List of reward scores, one per single completion.

Return type:

List[float] | None

Examples:

# From the GRPO tutorial notebook
def correctness_reward_func(prompts, completions, answer, **kwargs) -> list[float]:

    def extract_xml_answer(text: str) -> str:
        answer = text.split("<answer>")[-1]
        answer = answer.split("</answer>")[0]
        return answer.strip()

    responses = [completion[0]['content'] for completion in completions]
    q = prompts[0][-1]['content']
    extracted_responses = [extract_xml_answer(r) for r in responses]
    # x('-'*20, f"Question:\n{q}", f"\nAnswer:\n{answer[0]}", f"\nResponse:\n{responses[0]}", f"\nExtracted:\n{extracted_responses[0]}")
    return [2.0 if r == a else 0.0 for r, a in zip(extracted_responses, answer)]
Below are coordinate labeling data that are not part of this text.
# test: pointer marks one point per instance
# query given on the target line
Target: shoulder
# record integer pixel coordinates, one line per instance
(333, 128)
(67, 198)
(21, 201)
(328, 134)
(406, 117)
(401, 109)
def strict_format_reward_func(completions, **kwargs) -> list[float]:
    """Reward function that checks if the completion has a specific format."""
    import re
    pattern = r"^<reasoning>\n.*?\n</reasoning>\n<answer>\n.*?\n</answer>\n$"
    responses = [completion[0]["content"] for completion in completions]
    matches = [re.match(pattern, r) for r in responses]
    return [0.5 if match else 0.0 for match in matches]

Notes:

Note that TRL injects into a reward function lists of prompts, completions, completion IDs, and trainer state as keyword arguments. You can use only a subset of these in your reward function signature as long as you include **kwargs, as shown in the second example above.

Depending on the dataset format, prompts and completions will be either lists of strings (standard format) or lists of message dictionaries (conversational format). Standard format is usually common for text completion tasks, simple Q&A, code generation, and mathematical reasoning. Conversational format is needed for multi-turn conversations, chat models with system prompts, role-playing scenarios, and complex dialogue systems. Make sure your reward function can handle both cases if you dataset includes both types.

The return type of every reward function must be a list of floats, one per completion. It can also return None for examples when the reward function is not applicable, which is useful for multi-task training.